The UWIRE Forum


The minority Republican’s manifesto
August 12, 2009, 7:12 pm
Filed under: Uncategorized
Alex Knepper

Alex Knepper

The Republican Party is not, in contemporary politics, typically identified as being the party of ‘diversity’ or ‘tolerance.’ But why is this? The contemporary wisdom says that it’s because they refuse to play the “outreach” game, or because they cater to discriminatory policies. The national orthodoxy says that any person who isn’t a white, Christian heterosexual who still chooses to belong to the GOP must be woefully confused.

This brief outline is a strike back at that sadly misguided thought.

1. We reject the notion that identities formed by accidents of birth matter more than ideas.

2. We reject the notion that one’s skin color, sexual orientation, or ethnic heritage should determine one’s personal philosophy.

3. We reject the notion that anything but reason should guide our political views — should darker skin lead to support of higher taxes? Should a same-sex attraction lead to support for abortion rights? Should a Jewish heritage lead to support for protectionism?

4. We reject the notion that government necessarily holds the answers to overcoming discrimination. Discrimination certianly exists and is quite often problematic, but unenlightened people are as sure to eternally exist as the sun is to set. We refuse to allow ignorant people to hold power over us.

5. We reject the notion that we are victims: we are, in stark contrast, self-empowered. We do not need the federal government to validate our existence, for we are made strong by our virtues and strength of mind.

6. We reject the notion that we should be defined by our minority status. We do not agree with the Republican Party on every issue — but what Republican does? Issues corresponding to a coincidental part of our identities may simply not matter. Why should a gay man necessarily care more about marriage than about the Iraq War? Why should a Hispanic man care more about immigration issues than about the federal deficit?

7. We reject the intimidation tactics of the identity elite: those whose careers thrive on keeping us feeling oppressed, victimized, and downtrodden. It may keep them in power, but it does nothing but harm to our communities.

8. We reject the notion that “diversity” necessarily lies in skin color, ethnic heritage, sexual orientation, or nationality. True diversity comes from a variety of opinions — from freethinking men and women who choose to use their minds and engage in a vigorous examination of life.

9. We reject the notion that the Democratic Party has ever been a party of tolerance. In the 1960’s, it was the party of Southern bigots who wanted us lynched, beaten, or assaulted. In the 2000’s, it patronizes us and seeks to instill us with a sense of victimhood.

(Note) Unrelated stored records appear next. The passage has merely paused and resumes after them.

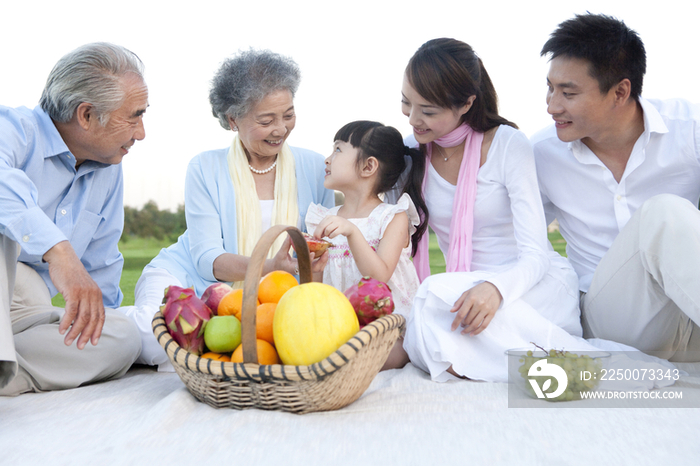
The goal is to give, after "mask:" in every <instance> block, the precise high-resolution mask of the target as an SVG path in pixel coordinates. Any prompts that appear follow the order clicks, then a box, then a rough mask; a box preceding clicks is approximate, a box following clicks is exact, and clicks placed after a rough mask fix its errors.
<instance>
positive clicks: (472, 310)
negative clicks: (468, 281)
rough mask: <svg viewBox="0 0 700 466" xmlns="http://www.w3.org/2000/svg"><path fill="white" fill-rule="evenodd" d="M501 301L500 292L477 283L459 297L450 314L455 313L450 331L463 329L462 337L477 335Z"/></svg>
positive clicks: (485, 282)
mask: <svg viewBox="0 0 700 466" xmlns="http://www.w3.org/2000/svg"><path fill="white" fill-rule="evenodd" d="M501 301H503V296H501V292H500V291H498V288H496V286H495V285H493V284H492V283H489V282H483V283H479V284H478V285H476V286H475V287H473V288H471V289H469V290H467V291H465V292H464V293H463V294H462V296H460V297H459V299H458V300H457V302H455V305H454V306H452V309H450V312H456V313H457V315H456V316H455V319H454V321H453V322H452V331H455V330H457V328H458V327H460V326H461V327H464V330H462V335H468V334H471V335H478V334H480V333H481V332H483V331H484V329H485V328H486V327H488V325H489V324H490V323H491V320H492V319H493V316H494V315H495V314H496V311H497V310H498V308H499V306H500V305H501Z"/></svg>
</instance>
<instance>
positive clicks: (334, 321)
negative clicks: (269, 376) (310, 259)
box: [272, 283, 360, 366]
mask: <svg viewBox="0 0 700 466" xmlns="http://www.w3.org/2000/svg"><path fill="white" fill-rule="evenodd" d="M359 330H360V324H359V322H358V320H357V314H355V310H354V309H353V307H352V304H350V301H349V300H348V298H347V297H345V295H344V294H343V293H341V292H340V291H338V290H337V289H335V288H333V287H332V286H330V285H325V284H323V283H305V284H303V285H299V286H295V287H293V288H290V289H289V291H287V292H286V293H285V294H284V295H283V296H282V298H281V299H280V301H279V303H278V304H277V309H276V310H275V317H274V319H273V323H272V332H273V335H274V338H275V346H276V347H277V353H278V354H279V357H280V359H281V360H282V363H283V364H290V365H294V366H306V365H309V364H314V363H317V362H319V361H322V360H324V359H325V358H327V357H328V356H329V355H331V354H332V353H333V352H334V351H335V350H337V349H338V348H340V347H341V346H342V345H343V344H344V343H345V342H346V341H348V340H349V339H350V338H351V337H352V336H353V335H355V334H356V333H357V332H358V331H359Z"/></svg>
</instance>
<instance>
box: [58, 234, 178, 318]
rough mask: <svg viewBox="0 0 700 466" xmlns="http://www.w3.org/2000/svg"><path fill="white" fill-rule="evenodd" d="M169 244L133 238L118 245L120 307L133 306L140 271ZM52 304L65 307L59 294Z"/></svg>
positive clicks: (151, 238)
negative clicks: (121, 256)
mask: <svg viewBox="0 0 700 466" xmlns="http://www.w3.org/2000/svg"><path fill="white" fill-rule="evenodd" d="M170 244H171V243H170V240H167V239H166V240H162V241H158V240H156V239H153V238H147V239H144V238H133V239H130V240H129V241H127V242H120V243H119V250H120V251H121V252H122V255H123V256H124V270H123V271H122V279H121V281H120V282H119V286H120V287H121V289H122V293H124V301H122V306H131V305H133V304H134V288H135V287H136V282H137V281H138V279H139V277H140V276H141V271H142V270H143V268H144V267H145V266H146V264H148V263H149V262H151V259H153V258H154V257H155V256H156V255H157V254H158V253H159V252H160V250H161V248H164V247H167V246H170ZM52 302H53V305H54V306H58V307H63V306H65V301H64V300H63V296H61V295H60V294H58V295H56V296H54V298H53V299H52Z"/></svg>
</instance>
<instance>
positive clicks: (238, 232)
mask: <svg viewBox="0 0 700 466" xmlns="http://www.w3.org/2000/svg"><path fill="white" fill-rule="evenodd" d="M228 170H229V174H230V176H231V181H232V182H233V189H234V192H235V193H236V215H237V218H236V225H237V227H236V229H237V234H238V254H241V255H243V256H249V257H250V255H251V254H252V253H253V248H254V247H255V245H256V244H257V242H258V240H259V239H260V236H262V234H263V231H262V214H261V212H260V199H259V198H258V192H257V190H256V188H255V180H254V179H253V173H252V172H251V171H250V167H249V166H248V157H247V156H246V153H245V149H244V147H243V144H242V143H241V141H240V139H239V137H238V135H236V136H235V137H234V138H233V143H232V144H231V149H230V150H229V152H228ZM274 198H275V202H274V205H273V207H272V222H271V224H272V225H292V226H298V225H297V223H298V222H299V205H298V204H297V177H296V171H295V166H294V155H293V154H292V151H291V149H290V148H289V146H288V145H287V143H286V142H285V143H284V144H283V145H282V150H280V152H279V154H278V155H277V171H276V172H275V188H274ZM284 240H285V235H280V236H279V237H278V238H277V239H276V240H275V242H274V243H273V245H272V247H271V248H270V251H269V252H268V254H267V257H268V258H271V257H273V256H274V255H275V254H276V253H277V251H279V249H280V247H282V243H283V242H284ZM233 285H234V287H241V288H242V287H243V282H236V283H234V284H233Z"/></svg>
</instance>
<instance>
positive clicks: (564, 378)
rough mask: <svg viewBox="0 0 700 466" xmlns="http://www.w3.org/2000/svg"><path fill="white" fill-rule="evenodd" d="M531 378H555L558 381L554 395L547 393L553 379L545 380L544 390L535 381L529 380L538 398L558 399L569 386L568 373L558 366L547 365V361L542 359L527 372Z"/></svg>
mask: <svg viewBox="0 0 700 466" xmlns="http://www.w3.org/2000/svg"><path fill="white" fill-rule="evenodd" d="M527 375H528V376H529V377H554V378H555V379H557V389H556V390H554V391H553V392H552V393H546V392H547V390H549V388H550V387H551V386H552V379H547V380H545V382H544V384H543V385H542V388H540V385H539V384H538V383H537V381H536V380H534V379H528V381H529V382H530V385H531V386H532V389H533V390H534V391H535V395H537V398H545V397H547V398H556V397H558V396H559V395H561V394H562V393H564V390H566V386H567V385H568V384H569V379H568V377H567V376H566V371H565V370H564V369H562V368H561V367H560V366H557V365H556V364H549V363H547V360H546V359H540V360H539V361H537V362H536V363H535V364H533V365H532V367H530V370H529V371H527Z"/></svg>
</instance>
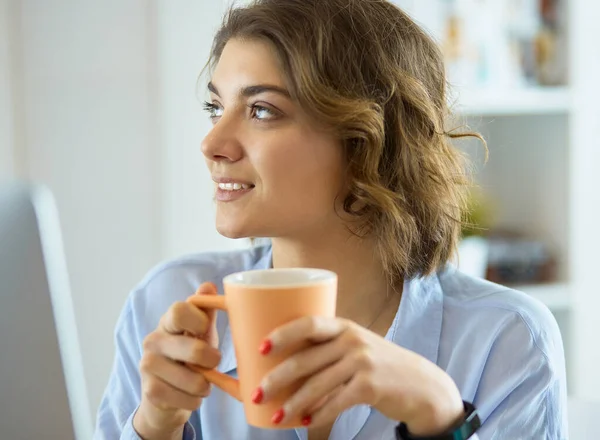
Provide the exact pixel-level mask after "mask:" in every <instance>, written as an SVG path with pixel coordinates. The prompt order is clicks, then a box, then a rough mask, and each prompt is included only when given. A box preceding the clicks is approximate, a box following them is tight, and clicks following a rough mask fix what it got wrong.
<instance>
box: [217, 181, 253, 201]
mask: <svg viewBox="0 0 600 440" xmlns="http://www.w3.org/2000/svg"><path fill="white" fill-rule="evenodd" d="M213 181H214V182H215V183H216V184H217V191H216V194H215V198H216V199H217V200H218V201H220V202H232V201H234V200H237V199H239V198H240V197H243V196H244V195H245V194H247V193H249V192H250V191H252V189H253V188H254V184H252V183H250V182H248V181H245V180H242V179H237V178H231V177H216V176H213Z"/></svg>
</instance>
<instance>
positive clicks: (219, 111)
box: [203, 101, 223, 119]
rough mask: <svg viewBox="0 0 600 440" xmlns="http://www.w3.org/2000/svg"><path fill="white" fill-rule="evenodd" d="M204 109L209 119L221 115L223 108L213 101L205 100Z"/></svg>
mask: <svg viewBox="0 0 600 440" xmlns="http://www.w3.org/2000/svg"><path fill="white" fill-rule="evenodd" d="M203 107H204V111H205V112H207V113H208V117H209V118H210V119H215V118H219V117H221V116H223V108H222V107H221V106H219V105H217V104H215V103H212V102H208V101H205V102H204V106H203Z"/></svg>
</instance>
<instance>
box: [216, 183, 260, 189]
mask: <svg viewBox="0 0 600 440" xmlns="http://www.w3.org/2000/svg"><path fill="white" fill-rule="evenodd" d="M253 186H254V185H252V184H247V183H240V182H228V183H217V187H218V188H219V189H221V190H223V191H239V190H241V189H250V188H252V187H253Z"/></svg>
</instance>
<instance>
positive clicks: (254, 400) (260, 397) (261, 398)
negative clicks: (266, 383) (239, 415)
mask: <svg viewBox="0 0 600 440" xmlns="http://www.w3.org/2000/svg"><path fill="white" fill-rule="evenodd" d="M263 397H264V394H263V390H262V388H261V387H258V388H257V389H255V390H254V392H253V393H252V396H251V397H250V399H251V400H252V402H254V403H257V404H258V403H260V402H262V399H263Z"/></svg>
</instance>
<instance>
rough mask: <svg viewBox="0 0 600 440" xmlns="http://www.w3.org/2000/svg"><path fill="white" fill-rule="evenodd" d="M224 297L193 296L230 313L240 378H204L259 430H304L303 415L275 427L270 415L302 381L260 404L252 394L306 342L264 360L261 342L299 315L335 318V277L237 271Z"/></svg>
mask: <svg viewBox="0 0 600 440" xmlns="http://www.w3.org/2000/svg"><path fill="white" fill-rule="evenodd" d="M223 286H224V290H225V295H223V296H220V295H219V296H216V295H215V296H213V295H192V296H190V297H189V298H188V301H189V302H190V303H192V304H193V305H195V306H196V307H198V308H202V309H218V310H224V311H227V312H228V313H229V326H230V328H231V336H232V339H233V345H234V348H235V354H236V358H237V364H238V377H239V382H238V380H236V379H234V378H232V377H230V376H228V375H226V374H223V373H220V372H218V371H215V370H207V369H203V370H202V372H203V374H204V376H205V377H206V379H207V380H208V381H209V382H211V383H213V384H215V385H216V386H218V387H219V388H221V389H222V390H223V391H225V392H226V393H228V394H229V395H231V396H233V397H235V398H236V399H238V400H240V401H241V402H243V404H244V412H245V414H246V420H247V421H248V423H249V424H250V425H253V426H256V427H260V428H274V429H288V428H294V427H300V426H302V422H301V417H300V416H299V417H297V418H295V419H293V420H290V421H289V422H288V423H285V424H280V425H275V424H273V422H272V421H271V417H273V414H274V413H275V411H277V410H278V409H280V408H281V406H282V404H283V403H284V402H285V401H286V400H287V399H288V398H289V397H291V396H292V395H293V394H294V393H295V392H296V391H297V390H298V389H299V388H300V387H301V386H302V384H303V383H304V382H305V379H304V380H300V381H298V382H296V383H294V384H293V385H291V386H289V387H288V388H287V389H285V390H283V391H282V392H281V393H279V394H278V395H277V396H274V398H273V399H272V400H270V401H269V402H266V403H264V404H255V403H253V402H252V400H251V398H250V396H251V395H252V392H253V391H254V390H255V389H256V388H257V387H258V386H259V385H260V382H261V380H262V379H263V377H264V376H265V375H266V374H267V373H268V372H270V371H271V370H272V369H273V368H275V367H276V366H277V365H278V364H280V363H281V362H282V361H283V360H285V359H286V358H287V357H289V356H290V355H292V354H293V353H296V352H298V351H300V350H303V349H304V348H306V347H308V346H309V345H310V344H309V343H308V342H304V343H302V344H301V345H298V346H296V347H291V348H290V349H288V350H286V351H285V352H281V353H277V354H275V353H274V354H272V355H268V356H264V355H262V354H261V353H260V352H259V346H260V344H261V342H262V341H263V340H264V339H265V338H266V337H267V336H268V335H269V333H270V332H271V331H272V330H274V329H276V328H277V327H279V326H281V325H283V324H285V323H288V322H290V321H293V320H295V319H298V318H301V317H303V316H326V317H334V316H335V306H336V297H337V275H336V274H335V273H334V272H330V271H328V270H323V269H306V268H291V269H265V270H251V271H246V272H239V273H234V274H232V275H229V276H227V277H225V278H224V279H223Z"/></svg>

The GOP is not without its obvious shortcomings, but we can and do work to change the party from within.

10. Finally, we reject the notion that we are “self-hating,” deluded, or confused: these are labels attached to us by people who are afraid of an open debate. Open debate is the cornerstone of the classically liberal society, and we have engaged in it and have found our home in the Republican Party.